In Akenson’s current research of Bighorn Sheep in the Lemhi Range of central Idaho near the Montana border, he says the main recreational disturbance to the animals is “hot-rod dirt bikers” illegally traveling uphill at elevations above 9,500 feet.
Backcountry Hunters and Anglers offer $1,000 rewards for turning in people who subsequently are prosecuted for off-road vehicle laws, which Akenson believes has been a particularly effective strategy in western Montana. That state also operates an incentive program through Fish, Wildlife and Parks, in which private landowners allow free hunting on their property, on the condition that it be done on foot.
Akenson says New Mexico is another state that has significant problems with off-road violations.

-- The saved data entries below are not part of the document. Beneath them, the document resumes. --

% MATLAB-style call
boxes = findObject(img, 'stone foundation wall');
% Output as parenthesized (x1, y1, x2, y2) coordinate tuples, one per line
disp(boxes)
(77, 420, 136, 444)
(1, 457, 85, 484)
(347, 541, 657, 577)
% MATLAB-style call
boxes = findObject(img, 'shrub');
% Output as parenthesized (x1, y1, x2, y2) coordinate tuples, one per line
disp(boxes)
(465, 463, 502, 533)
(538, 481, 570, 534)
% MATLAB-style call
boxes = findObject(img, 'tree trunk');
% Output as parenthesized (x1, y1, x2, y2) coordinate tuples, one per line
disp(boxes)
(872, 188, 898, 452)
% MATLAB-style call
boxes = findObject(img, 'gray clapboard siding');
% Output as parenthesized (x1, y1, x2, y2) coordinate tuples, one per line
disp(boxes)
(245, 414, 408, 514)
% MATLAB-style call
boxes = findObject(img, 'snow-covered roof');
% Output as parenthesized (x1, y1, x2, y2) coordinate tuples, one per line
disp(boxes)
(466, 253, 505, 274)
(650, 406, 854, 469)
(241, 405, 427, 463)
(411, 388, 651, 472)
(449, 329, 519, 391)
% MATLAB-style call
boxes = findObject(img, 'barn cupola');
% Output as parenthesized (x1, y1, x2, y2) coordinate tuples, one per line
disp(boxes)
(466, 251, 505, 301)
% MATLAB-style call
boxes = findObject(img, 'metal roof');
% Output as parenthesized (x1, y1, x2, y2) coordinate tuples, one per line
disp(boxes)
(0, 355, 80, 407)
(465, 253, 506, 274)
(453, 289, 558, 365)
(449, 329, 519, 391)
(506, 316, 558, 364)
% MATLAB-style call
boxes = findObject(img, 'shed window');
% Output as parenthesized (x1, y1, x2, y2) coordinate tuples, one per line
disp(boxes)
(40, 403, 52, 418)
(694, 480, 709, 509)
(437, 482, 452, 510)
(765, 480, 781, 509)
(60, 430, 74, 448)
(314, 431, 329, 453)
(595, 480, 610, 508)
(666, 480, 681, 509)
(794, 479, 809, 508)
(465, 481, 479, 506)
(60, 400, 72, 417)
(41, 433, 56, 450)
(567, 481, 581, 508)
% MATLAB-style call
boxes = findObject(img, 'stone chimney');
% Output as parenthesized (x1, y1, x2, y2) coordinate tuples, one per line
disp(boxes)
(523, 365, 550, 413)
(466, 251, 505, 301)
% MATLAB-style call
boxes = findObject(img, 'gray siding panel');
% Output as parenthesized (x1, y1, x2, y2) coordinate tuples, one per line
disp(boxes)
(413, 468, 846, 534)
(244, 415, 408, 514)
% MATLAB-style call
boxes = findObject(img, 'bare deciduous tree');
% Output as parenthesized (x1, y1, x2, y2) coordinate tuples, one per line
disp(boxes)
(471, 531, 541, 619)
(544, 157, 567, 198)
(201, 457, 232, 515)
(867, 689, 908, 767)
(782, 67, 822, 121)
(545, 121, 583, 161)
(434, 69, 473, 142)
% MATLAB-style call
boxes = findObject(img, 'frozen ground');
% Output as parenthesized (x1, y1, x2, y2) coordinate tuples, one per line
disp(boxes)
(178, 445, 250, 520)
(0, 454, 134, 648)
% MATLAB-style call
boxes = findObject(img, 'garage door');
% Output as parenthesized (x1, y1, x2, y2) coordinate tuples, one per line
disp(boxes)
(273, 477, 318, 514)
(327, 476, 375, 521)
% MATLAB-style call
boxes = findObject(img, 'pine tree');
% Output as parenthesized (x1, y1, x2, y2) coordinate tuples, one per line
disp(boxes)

As a hunter in wilderness and other lands where vehicles are not allowed, his experience has not been affected by motorized hunters.
“For me, the area that’s one of the hardest to deal with is retrieval of game,” he says, admitting that he personally thinks there could be “wiggle room” for such activity, if it will cause a decrease in wastage of meat.
Surprisingly, ATV advocate Sauerwald is less accommodating. “If you’re going to put down a 700-pound animal, like an elk, and you haven’t made preparations to pack it out, that’s your fault,” he asserts.
“We understand that there are good, law-abiding ATV users out there,” Akenson says, “and in a lot of cases our objective is to team up with them.”